По-крабьи они ползли вдоль скалы, с величайшей осторожностью выбирая, куда ставить руки и ноги. Без всяких объяснений Максим мог оценить ход мыслей Баллисты. Вход в тоннель должен был находиться на северной стороне оврага, туннель ведет к городской стене. Внимание любых часовых должно быть направлено в ту же сторону. Перейдя овраг, Баллиста фактически вывел их в тыл врага. Если повезет, никто не заметит их, когда они приблизятся с неожиданной стороны.
Максим так сосредоточился на том, чтобы не издавать ни звука, что не заметил сигнала Баллисты и врезался в него. Послышалось ворчание Баллисты, когда ботинок пнул его в икру, и резкий вдох Максима. Больше они не издавали ни звука, пока ждали.
С бесконечной осторожностью Баллиста полуобернулся и указал вниз и через овраг. Столь же осторожно Максим повернулся. Вход в персидский подкоп находился примерно на полпути вверх по северному склону ущелья. Он был освещен изнутри факелами или лампами. В их сиянии черные силуэты шахтеров мелькали взад и вперед, отбрасывая гротескно вытянутые тени. Звук кирки был отчетливым. На краю шахты можно было разглядеть людей, работающих со шкивами и лебедками, чтобы вынимать выбранный из тоннеля грунт. Мгновенно разум Баллисты наполнился воспоминаниями о далеком севере, историями о гномах, замышляющих зло глубоко в своих высеченных в скале залах. Ему было интересно, какие мысли были в голове Максима. Наверное, то, что там обычно было – женщины и выпивка. Люди, работавшие на шкивах, прекратили работу, и внезапно вход в туннель был перекрыт какой-то решеткой.

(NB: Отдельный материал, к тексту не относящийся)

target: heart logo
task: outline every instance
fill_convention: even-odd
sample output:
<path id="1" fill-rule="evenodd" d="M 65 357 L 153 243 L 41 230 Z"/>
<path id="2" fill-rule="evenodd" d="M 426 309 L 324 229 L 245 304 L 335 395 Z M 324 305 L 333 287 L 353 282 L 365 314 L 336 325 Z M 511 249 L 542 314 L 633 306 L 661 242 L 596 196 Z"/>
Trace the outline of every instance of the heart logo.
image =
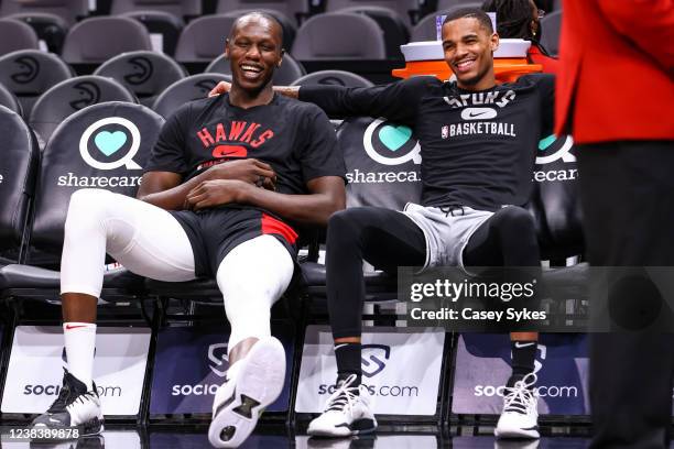
<path id="1" fill-rule="evenodd" d="M 124 134 L 122 131 L 101 131 L 96 134 L 96 138 L 94 138 L 94 143 L 96 143 L 98 151 L 106 156 L 110 156 L 111 154 L 117 153 L 119 149 L 127 143 L 127 134 Z"/>
<path id="2" fill-rule="evenodd" d="M 400 150 L 411 136 L 412 130 L 405 125 L 392 127 L 385 124 L 379 130 L 379 140 L 391 151 Z"/>

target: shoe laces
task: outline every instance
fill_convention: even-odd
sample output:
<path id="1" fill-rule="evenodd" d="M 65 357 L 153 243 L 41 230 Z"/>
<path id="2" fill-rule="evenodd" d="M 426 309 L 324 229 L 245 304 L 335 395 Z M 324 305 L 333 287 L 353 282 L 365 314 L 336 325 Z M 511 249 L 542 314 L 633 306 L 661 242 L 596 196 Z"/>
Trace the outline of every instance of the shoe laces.
<path id="1" fill-rule="evenodd" d="M 344 381 L 339 387 L 328 397 L 327 406 L 325 407 L 326 412 L 337 410 L 343 412 L 346 409 L 354 408 L 354 404 L 359 398 L 359 386 L 351 386 L 351 384 L 356 382 L 356 374 L 351 374 Z"/>
<path id="2" fill-rule="evenodd" d="M 526 374 L 521 381 L 515 382 L 514 386 L 506 388 L 507 394 L 503 398 L 503 412 L 515 412 L 528 415 L 531 404 L 535 398 L 533 386 L 536 383 L 534 373 Z"/>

Баллиста смотрел в темноту, в сторону реки, пока к нему не вернулось ночное зрение. Затем, используя слабые полосы света, которые пробивались с экрана, и вырисовывающиеся темные очертания городских укреплений, освещенные всего несколькими факелами, он попытался оценить точное местоположение шахты. Он приложил к этому немало усилий; ночью судить о расстояниях труднее, чем когда-либо. Он чувствовал, что рядом с ним Максиму не терпелось уйти, но он не торопился. Второго шанса не будет. В конце концов, он похлопал кельта по руке и дал сигнал к отступлению.
Снова по-крабьи, они медленно поползли назад вдоль скалы тем же путем, которым пришли. Баллиста проявлял чрезмерную осторожность. Он боялся, что облегчение от возвращения домой может привести его к ложному шагу. Когда он решил, что они примерно там же, где и поднялись, он подал знак Максиму, и они спустились. На этот раз, достигнув дна ущелья, они ждали, их чувства прощупывали темноту. По ту сторону пустоты огромная южная стена Арета чернела на фоне горизонта. Тут и там его освещали факелы. Их манящий свет и тепло, массивная прочность стены и башен заставили Баллисту снова почувствовать себя в безопасности внутри. Он пожал плечами. Внутри его война была бесконечной бюрократической бухгалтерией, список за списком людей и припасов. Здесь, во тьме, был истинный путь воина. Здесь его чувства были полностью живы, напряжены до предела.